ClapeyronThermo / GCIdentifier.jl

tools to perform group contribution (GC) identification, given the SMILES of a compound
MIT License
14 stars 2 forks source link

About ERROR: Could not find all groups #12

Closed felipe-mansoldo closed 3 months ago

felipe-mansoldo commented 3 months ago

Dear all,

I'm trying your package.
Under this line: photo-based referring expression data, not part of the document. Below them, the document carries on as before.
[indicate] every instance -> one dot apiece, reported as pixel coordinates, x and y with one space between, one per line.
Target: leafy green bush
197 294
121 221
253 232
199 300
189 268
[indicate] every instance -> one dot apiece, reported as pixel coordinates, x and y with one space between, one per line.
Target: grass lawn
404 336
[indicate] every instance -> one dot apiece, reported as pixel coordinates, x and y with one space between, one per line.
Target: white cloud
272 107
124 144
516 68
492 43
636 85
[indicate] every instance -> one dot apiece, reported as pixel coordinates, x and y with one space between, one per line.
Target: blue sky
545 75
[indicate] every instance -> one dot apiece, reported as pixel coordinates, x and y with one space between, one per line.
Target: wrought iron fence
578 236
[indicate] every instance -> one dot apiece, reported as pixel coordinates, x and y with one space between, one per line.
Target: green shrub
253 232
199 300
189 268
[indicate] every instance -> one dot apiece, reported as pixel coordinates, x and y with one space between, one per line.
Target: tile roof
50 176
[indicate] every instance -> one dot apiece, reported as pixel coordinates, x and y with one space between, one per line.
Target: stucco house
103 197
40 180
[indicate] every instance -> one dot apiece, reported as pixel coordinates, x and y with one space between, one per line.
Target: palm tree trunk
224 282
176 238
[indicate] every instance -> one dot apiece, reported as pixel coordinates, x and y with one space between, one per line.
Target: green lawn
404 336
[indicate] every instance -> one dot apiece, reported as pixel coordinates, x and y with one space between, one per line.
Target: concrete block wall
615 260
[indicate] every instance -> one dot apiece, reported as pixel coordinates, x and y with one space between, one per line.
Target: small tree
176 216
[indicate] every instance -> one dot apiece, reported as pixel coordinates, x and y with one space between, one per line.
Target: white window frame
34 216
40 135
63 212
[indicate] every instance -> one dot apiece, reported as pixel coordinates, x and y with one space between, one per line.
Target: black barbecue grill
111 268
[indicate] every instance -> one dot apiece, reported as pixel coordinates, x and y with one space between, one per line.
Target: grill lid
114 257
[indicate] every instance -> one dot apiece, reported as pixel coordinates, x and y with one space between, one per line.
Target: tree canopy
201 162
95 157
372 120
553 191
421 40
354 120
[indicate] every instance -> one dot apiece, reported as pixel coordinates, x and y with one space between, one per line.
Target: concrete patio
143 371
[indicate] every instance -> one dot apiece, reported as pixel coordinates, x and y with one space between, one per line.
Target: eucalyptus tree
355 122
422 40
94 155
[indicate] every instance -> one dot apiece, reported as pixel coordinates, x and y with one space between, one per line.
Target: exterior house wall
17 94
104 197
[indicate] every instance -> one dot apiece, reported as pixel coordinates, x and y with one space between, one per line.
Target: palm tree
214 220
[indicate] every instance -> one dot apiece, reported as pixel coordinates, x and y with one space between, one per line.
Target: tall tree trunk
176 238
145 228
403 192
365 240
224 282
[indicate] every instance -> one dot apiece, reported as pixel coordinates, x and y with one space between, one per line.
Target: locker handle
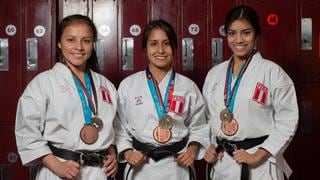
32 54
4 60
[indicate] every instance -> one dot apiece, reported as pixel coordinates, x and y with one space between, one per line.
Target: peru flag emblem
260 94
177 104
105 94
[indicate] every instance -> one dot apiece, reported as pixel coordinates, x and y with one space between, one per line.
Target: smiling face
241 38
158 50
76 44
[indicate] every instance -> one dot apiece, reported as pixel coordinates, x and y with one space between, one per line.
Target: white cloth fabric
265 104
138 118
50 110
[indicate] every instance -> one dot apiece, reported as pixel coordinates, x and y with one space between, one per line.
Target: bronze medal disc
89 134
166 122
230 128
226 115
161 135
97 122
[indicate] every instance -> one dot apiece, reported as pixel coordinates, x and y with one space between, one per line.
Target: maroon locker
10 59
308 132
105 17
9 156
309 61
133 19
278 42
217 43
194 39
38 37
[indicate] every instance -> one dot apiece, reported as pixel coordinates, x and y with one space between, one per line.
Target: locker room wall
120 22
26 38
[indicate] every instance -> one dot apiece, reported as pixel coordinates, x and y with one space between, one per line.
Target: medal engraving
166 122
89 134
230 128
226 115
97 123
161 135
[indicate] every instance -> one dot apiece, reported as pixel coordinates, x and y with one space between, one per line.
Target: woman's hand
187 158
253 160
66 170
211 155
134 158
111 164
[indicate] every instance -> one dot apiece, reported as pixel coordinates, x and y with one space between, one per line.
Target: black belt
230 146
84 158
161 152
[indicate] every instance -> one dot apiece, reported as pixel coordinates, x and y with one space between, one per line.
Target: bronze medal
230 128
226 115
166 122
161 135
97 122
89 134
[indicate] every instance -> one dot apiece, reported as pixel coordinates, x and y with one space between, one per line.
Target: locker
194 39
133 19
10 59
9 159
39 38
309 60
278 42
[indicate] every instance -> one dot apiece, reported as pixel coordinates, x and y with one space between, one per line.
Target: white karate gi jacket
265 104
50 110
138 118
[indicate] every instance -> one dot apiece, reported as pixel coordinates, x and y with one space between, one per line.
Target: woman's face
241 38
76 44
159 51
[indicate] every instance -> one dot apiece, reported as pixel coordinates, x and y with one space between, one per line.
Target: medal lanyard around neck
230 94
86 91
161 108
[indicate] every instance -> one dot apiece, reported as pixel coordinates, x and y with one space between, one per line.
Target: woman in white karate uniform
64 120
161 128
252 107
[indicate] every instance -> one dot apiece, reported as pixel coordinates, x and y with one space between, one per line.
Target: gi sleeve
122 139
29 124
196 122
286 116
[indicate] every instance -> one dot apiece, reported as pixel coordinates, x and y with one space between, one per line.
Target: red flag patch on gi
105 93
260 94
177 104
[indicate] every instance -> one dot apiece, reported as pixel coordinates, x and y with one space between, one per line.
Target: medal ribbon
86 91
161 108
230 94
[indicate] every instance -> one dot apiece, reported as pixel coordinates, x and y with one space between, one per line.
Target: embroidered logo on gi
138 100
177 104
260 94
105 93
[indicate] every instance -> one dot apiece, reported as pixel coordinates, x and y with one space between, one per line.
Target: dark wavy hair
166 27
92 62
246 13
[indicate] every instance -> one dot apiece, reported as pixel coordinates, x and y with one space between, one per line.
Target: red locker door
133 19
217 46
39 37
278 21
168 10
10 59
194 39
104 15
309 63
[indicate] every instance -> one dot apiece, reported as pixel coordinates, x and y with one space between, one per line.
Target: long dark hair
246 13
92 62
I decided to start with a famous molecule, Penicillin G. So I got its SMILES at: https://pubchem.ncbi.nlm.nih.gov/compound/Penicillin-G#section=Canonical-SMILES

Canonical SMILES = CC1(C(N2C(S1)C(C2=O)NC(=O)CC3=CC=CC=C3)C(=O)O)C

But I got error:

julia> (component,groups) = get_groups_from_smiles("CC1(C(N2C(S1)C(C2=O)NC(=O)CC3=CC=CC=C3)C(=O)O)C", UNIFACGroups)
ERROR: Could not find all groups for CC1(C(N2C(S1)C(C2=O)NC(=O)CC3=CC=CC=C3)C(=O)O)C
Stacktrace:
 [1] error(s::String)
   @ Base .\error.jl:35
 [2] get_groups_from_smiles(smiles::String, groups::Vector{GCPair}; connectivity::Bool, check::Bool)
   @ GCIdentifier C:\Users\admin\.julia\packages\GCIdentifier\V6P7e\src\group_search.jl:126
 [3] get_groups_from_smiles(smiles::String, groups::Vector{GCPair})
   @ GCIdentifier C:\Users\admin\.julia\packages\GCIdentifier\V6P7e\src\group_search.jl:111
 [4] top-level scope
   @ REPL[3]:1

Is it a bug or some limitation?

thanks,

pw0908 commented 3 months ago

Hi Felipe,

This isn't really an error. It just means that UNIFAC doesnt have all the groups necessary to model Penicilin G. unfortunately... You can see which groups UNIFAC does have by adding check=false:

(component,groups) = get_groups_from_smiles("CC1(C(N2C(S1)C(C2=O)NC(=O)CC3=CC=CC=C3)C(=O)O)C", UNIFACGroups; check=false)
("CC1(C(N2C(S1)C(C2=O)NC(=O)CC3=CC=CC=C3)C(=O)O)C", ["COOH" => 1, "CH3" => 2, "ACH" => 5, "CY-CH" => 2, "CY-C" => 2, "CH2CO" => 1, "CHNH" => 1, "AC" => 1])

To see which groups are missing, you can use our find_missing_groups_from_smiles function:

groups = find_missing_groups_from_smiles("CC1(C(N2C(S1)C(C2=O)NC(=O)CC3=CC=CC=C3)C(=O)O)C", UNIFACGroups)
3-element Vector{GCPair}:
 GCPair("[NX3;H0;R]", "cN")
 GCPair("[SX2;H0;R]", "cS")
 GCPair("[OX1;H0;!R]", "O=")

Indeed, it looks like the cyclic sulfur and cyclic nitrogen groups haven't been fitted. The ketone oxygen is mainly due to the fact that there is a cyclic carbon which is double bonded to that oxygen.

Hope this helps!

Best regards,

Pierre

felipe-mansoldo commented 3 months ago

Hi Pierre, Thank you for your attention and response. Do you think about expanding support to other groups? My best regards,

pw0908 commented 3 months ago

Hi Felipe,

We aren't the developers of UNIFAC so we don't really have much motivation / interest to expand the approach to other groups. This is something you could do yourself, however, using Clapeyron.

Feel free to raise an issue there if you'd like some guidance.

Best regards,

Pierre

felipe-mansoldo commented 3 months ago

Hi, ok, thank you very much! my best,